Natürlich war das alles ein Grabmal. Die Leute darauf waren um die Zeit schon tot und verbrannt. Aber es war schwer, an sie zu denken, wenn das Bild so unheimlich fremd und schön war — die Vision einer phantastischen DNA, der DNA einer Makrowelt aus reinem Licht, die in unser Universum hereinpflügte, um einen unfruchtbaren Planeten zu befruchten …
Nadia hörte auf, das Fernsehen zu betrachten und ließ sich in den Sitz des Copiloten sinken, um bei der Beobachtung des anderen Flugzeugs zu helfen. Die ganze lange Nacht starrte sie aus dem Fenster, unfähig zu schlafen und unfähig, das Bild dieses herabsinkenden Diamanten aus dem Auge ihres Geistes zu bannen. Es war die bisher längste Nacht ihrer Reise. Es erschien ihr wie eine Ewigkeit, bis die Dämmerung kam.
Aber die Zeit verging, wieder eine Nacht ihres Lebens, und schließlich kam die Morgendämmerung. Bald nach Sonnenaufgang landeten sie bei einer Pipeline auf einer Rollbahn über Shalbetana und verweilten bei einer Gruppe von Flüchtlingen, die an der Pipeline gearbeitet hatte und jetzt hier festsaß. Nadia fand die Haltung der Leute nur zum Teil erfrischend und versuchte, sie zu überreden, dass sie nach draußen gingen und Pipelines reparierten. Aber sie hatte nicht den Eindruck, dass sie überzeugt waren.

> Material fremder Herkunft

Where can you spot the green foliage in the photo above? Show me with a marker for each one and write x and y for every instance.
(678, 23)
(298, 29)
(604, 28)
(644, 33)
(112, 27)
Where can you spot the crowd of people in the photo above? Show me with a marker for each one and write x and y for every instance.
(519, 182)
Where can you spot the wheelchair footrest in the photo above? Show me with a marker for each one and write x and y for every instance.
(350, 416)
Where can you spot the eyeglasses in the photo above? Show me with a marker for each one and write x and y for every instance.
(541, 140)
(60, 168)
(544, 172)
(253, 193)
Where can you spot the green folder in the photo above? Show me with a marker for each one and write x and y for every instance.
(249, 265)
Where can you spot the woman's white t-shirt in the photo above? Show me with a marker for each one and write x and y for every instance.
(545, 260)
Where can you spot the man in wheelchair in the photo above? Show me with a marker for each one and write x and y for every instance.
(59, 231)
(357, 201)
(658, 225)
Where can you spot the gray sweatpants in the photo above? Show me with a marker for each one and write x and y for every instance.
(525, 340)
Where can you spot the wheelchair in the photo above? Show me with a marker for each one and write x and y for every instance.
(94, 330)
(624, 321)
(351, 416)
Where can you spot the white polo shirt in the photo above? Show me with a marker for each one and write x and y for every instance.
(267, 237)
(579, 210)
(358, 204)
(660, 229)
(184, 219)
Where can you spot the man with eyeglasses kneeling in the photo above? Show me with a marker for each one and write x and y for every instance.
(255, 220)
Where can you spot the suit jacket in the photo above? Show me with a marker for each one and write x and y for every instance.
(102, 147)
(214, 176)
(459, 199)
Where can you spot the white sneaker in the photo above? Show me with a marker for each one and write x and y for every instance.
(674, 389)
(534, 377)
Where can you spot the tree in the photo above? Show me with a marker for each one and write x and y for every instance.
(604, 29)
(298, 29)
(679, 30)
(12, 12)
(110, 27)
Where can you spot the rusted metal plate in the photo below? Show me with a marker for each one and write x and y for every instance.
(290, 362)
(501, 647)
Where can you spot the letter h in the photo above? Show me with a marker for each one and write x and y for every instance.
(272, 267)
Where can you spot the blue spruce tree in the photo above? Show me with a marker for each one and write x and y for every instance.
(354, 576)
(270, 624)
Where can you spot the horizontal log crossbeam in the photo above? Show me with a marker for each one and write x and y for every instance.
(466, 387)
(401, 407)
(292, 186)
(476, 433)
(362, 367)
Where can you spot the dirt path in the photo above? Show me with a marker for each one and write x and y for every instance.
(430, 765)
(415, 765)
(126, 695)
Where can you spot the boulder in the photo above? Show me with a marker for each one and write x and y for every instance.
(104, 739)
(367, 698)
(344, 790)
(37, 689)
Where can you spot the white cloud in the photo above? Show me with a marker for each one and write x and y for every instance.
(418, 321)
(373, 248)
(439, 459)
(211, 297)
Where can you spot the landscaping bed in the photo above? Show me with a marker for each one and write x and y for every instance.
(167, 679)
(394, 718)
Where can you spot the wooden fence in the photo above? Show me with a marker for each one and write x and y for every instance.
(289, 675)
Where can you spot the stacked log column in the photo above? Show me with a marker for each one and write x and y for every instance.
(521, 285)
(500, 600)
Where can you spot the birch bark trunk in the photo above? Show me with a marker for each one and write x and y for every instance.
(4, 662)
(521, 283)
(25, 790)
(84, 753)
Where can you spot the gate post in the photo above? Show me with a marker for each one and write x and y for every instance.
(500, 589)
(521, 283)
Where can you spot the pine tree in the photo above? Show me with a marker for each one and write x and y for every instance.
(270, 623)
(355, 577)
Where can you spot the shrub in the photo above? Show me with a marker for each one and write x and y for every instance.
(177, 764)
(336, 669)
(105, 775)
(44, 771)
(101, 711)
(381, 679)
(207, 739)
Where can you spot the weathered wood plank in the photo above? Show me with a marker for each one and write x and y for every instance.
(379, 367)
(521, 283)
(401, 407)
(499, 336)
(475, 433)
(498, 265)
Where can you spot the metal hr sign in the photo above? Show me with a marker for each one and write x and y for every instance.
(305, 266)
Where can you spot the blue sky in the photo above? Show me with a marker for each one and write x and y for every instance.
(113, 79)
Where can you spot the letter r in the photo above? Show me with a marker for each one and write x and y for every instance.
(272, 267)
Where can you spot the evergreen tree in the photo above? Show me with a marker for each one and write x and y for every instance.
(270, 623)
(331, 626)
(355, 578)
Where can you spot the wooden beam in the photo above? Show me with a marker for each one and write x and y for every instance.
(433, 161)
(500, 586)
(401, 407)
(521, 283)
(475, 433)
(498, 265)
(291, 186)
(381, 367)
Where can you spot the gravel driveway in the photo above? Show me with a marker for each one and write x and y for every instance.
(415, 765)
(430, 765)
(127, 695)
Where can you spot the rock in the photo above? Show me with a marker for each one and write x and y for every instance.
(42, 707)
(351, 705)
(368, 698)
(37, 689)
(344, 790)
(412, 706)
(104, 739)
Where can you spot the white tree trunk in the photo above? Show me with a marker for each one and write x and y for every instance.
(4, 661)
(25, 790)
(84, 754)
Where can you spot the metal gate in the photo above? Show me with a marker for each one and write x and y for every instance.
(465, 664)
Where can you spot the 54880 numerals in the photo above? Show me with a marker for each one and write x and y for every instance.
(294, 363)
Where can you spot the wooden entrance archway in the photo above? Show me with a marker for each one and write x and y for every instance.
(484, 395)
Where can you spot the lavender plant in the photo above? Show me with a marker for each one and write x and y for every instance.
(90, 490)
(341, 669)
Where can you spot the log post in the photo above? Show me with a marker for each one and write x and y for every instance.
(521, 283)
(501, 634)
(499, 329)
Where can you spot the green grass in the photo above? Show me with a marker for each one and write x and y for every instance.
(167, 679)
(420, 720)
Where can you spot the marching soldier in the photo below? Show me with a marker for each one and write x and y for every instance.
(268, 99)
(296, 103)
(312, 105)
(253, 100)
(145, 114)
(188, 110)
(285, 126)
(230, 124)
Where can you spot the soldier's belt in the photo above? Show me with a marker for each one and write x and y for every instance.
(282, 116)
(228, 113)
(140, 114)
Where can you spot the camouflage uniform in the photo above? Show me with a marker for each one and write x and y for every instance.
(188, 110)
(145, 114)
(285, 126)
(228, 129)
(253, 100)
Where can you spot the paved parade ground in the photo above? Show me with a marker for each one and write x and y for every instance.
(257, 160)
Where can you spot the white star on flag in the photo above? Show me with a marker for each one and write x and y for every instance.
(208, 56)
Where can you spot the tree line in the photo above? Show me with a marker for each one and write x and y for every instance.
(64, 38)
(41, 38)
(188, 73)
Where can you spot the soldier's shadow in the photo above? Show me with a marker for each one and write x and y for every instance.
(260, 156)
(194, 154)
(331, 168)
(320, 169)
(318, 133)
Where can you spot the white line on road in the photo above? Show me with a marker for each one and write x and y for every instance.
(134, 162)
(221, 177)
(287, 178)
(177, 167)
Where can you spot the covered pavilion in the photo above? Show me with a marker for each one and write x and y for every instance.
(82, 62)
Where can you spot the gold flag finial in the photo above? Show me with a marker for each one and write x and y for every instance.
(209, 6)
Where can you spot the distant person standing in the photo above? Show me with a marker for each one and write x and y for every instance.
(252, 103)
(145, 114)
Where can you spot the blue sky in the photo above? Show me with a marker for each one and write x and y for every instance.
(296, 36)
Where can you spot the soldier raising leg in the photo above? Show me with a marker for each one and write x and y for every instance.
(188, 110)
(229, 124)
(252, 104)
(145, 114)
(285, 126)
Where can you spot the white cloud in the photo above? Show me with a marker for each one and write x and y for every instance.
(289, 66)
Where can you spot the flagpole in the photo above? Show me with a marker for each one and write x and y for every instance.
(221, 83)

An diesem Abend starteten sie aufs neue, wieder beladen mit Vorräten, die sie von ihren Gastgebern erhalten hatten. In der nächsten Morgendämmerung landeten sie auf dem verlassenen Flugplatz vom Krater Carr. Noch vor acht waren Nadia, Sax, Ann, Simon, Sasha und Yeli in Schutzkleidung draußen und unterwegs zum Kraterrand.